Playing 'musical pews'
American religion is filled with conversion, reversion and aversion
America is a country on the move in innumerable ways, and religion is no exception. Half of Americans have changed their religious denomination at least once in their lives — many several times — and 28 percent have switched faiths altogether (for example, from Christianity to Judaism). Amid this fluidity, the number of "unaffiliated" adults has grown to 16 percent of the population.
What is behind such extraordinary "churn" in U.S. religious life? As a follow-up to its pathbreaking 2007 survey of the American religious landscape, the Pew Forum on Religion & Public Life released a new survey Monday — "Faith in Flux" — that explores in depth the patterns and reasons for such remarkable change.
"We do not see a kind of principled, fundamental rejection of a religious world view," says Greg Smith, a Pew researcher.
At the same time, 55 percent say they became unaffiliated because they found religious people hypocritical and judgmental.

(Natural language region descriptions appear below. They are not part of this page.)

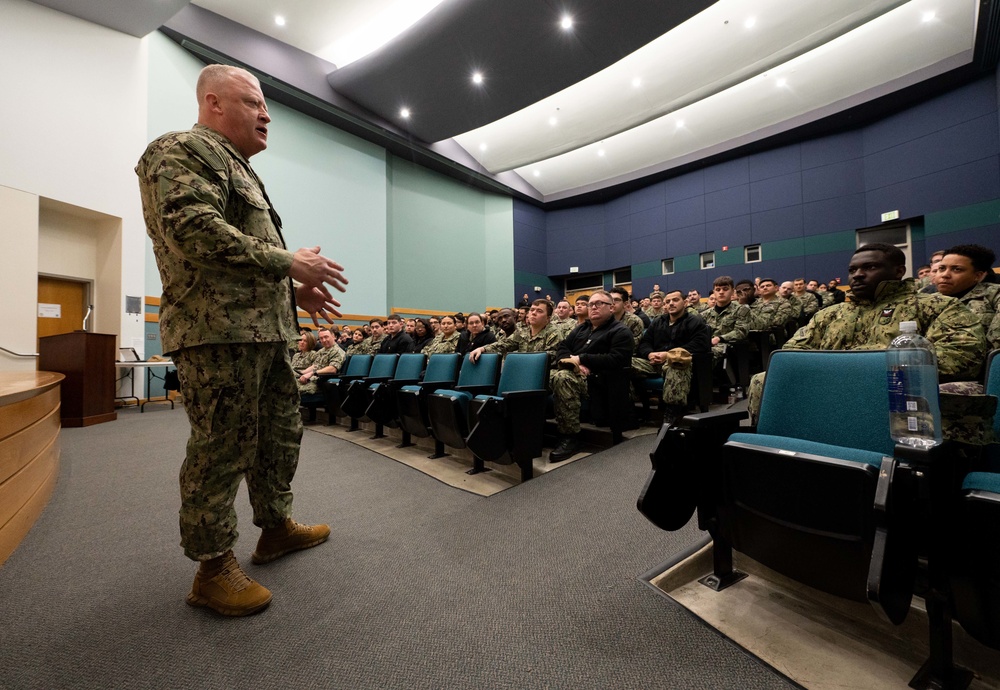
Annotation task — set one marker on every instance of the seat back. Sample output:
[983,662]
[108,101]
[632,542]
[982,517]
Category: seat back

Many view religion as too focused on rules and not enough on spirituality.
For Candace Talmadge, a writer from Texas who grew up in a mixed-faith family, an unhappy experience in Sunday school set her on a path away from regular church attendance.
"When a little girl has a Jewish grandparent and the teacher says Jews are going to hell, it's not conducive to a sense of belonging," Talmadge explains. She stopped going to church as soon as she could and eventually found her own spiritual path.
"I do believe in God, and our spirituality is inherent in who we are," she says. "Religion is man-made dogma … Spirituality is God-made. Spiritual practice for me is very individualized."
The survey also finds that some 7 percent of Americans were raised without a religious affiliation, but most of them have become religious: Forty percent are Protestant, 6 percent Catholic, and 9 percent in another faith. Among the reasons they give for joining are the enjoyment of worship services and their sense of being spiritually unfulfilled while unaffiliated. Half said they felt called by God to join a religious community.
When asked to explain in their own words the main reason for leaving the Catholic Church, about half cite a disagreement with the church's religious or moral beliefs. For those now unaffiliated, about half were unhappy about birth control, 56 percent about teachings on abortion and homosexuality, and 40 percent about the treatment of women.
Mandy Burrell Booth, who works for a nonprofit group in Chicago, grew up in Catholic schools but began questioning what she was taught during college.